MMMMMMMMM mine too, just had a 'big' birthday, can I have him as a present? Cant remember what he was modelling though. :lol: :lol:


----------



## Casey47 (Feb 5, 2014)

Now that is knitting done right


----------



## run4fittness (May 22, 2011)

Will you ladies quit drooling?!?!?! My computer is getting wet! :lol:


----------



## PatofWi (Apr 14, 2014)

What was "May" wearing that was knit?


----------



## PatofWi (Apr 14, 2014)

EveMCooke said:


> Sorry but they all looked more like boys to me, not real men. To be perfectly honest, I would wager a bet that they are gay to boot.
> 
> A real man should look like a man, not a pretty boy.

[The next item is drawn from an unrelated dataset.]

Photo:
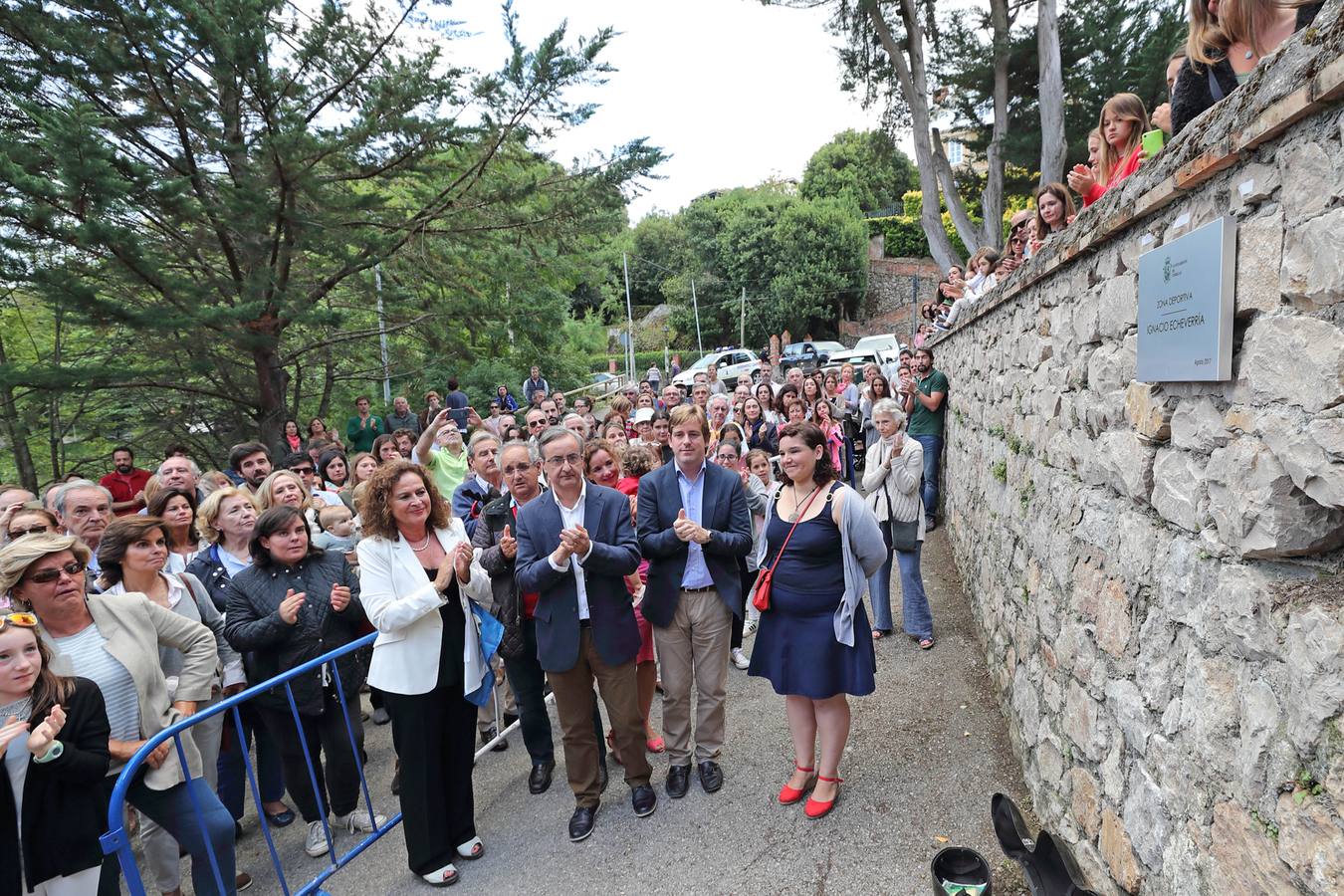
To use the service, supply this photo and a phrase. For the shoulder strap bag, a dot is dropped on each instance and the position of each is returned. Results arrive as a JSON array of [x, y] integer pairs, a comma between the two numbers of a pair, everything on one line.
[[761, 590]]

I like that attitude :thumbup: :thumbup: Gay for sure :lol:


----------



## Chrissy (May 3, 2011)

run4fittness said:


> Will you ladies quit drooling?!?!?! My computer is getting wet! :lol:


Can't help drroling over those lovely guys, as for comments about them (possibly) being gay? WHO CARES, we can look and dream and look and dream...........................no harm to anyone


----------



## kiwiannie (Jul 30, 2011)

Different,thanks for posting. :thumbup: :thumbup: :thumbup:


----------



## lil rayma (Mar 29, 2012)

Fantastic.....and the knitting was good too.


----------



## wjeanc (Nov 15, 2012)

Knitwear...was there knitwear...will have to check it again...and again...and again...and.....


----------



## jonibee (Nov 3, 2011)

All are quite fetching in their knitwear..


----------



## kyterp (Mar 3, 2011)

I so hate getting old. Oh well, just the type to break your heart...anyway.


----------



## justcrafty (Jun 30, 2012)

i think that i may get too hot looking at some of those .


----------



## Chezl (Mar 12, 2012)

My current calendar is of half dressed firemen. They are definitely manly and of different ages too.


----------



## patocenizo (Jun 24, 2011)

Here, here Nan!!


nanciann said:


> LOL.....


----------



## Limey287 (Nov 6, 2011)

Wow - was going to say more, but totally lost my train of thought


----------



## SharonM (Nov 25, 2011)

Handwarmers??? You noticed handwarmers???? I guess I was appreciating something else!! (I'm old, but apparently not dead yet!)


----------



## EZ2 (Aug 11, 2011)

Make mine "May!" wowee zowee


----------



## GoodyTwoShoes (Apr 4, 2013)

I didn't notice the knit wear...the GLADIATOR?!! Heck yeah, I'd go a few rounds in the arena with that one...he could even wear the mitts if he wanted &#128541;


----------



## amberdragon (Dec 12, 2011)

EveMCooke said:


> Sorry but they all looked more like boys to me, not real men. To be perfectly honest, I would wager a bet that they are gay to boot.
> 
> A real man should look like a man, not a pretty boy.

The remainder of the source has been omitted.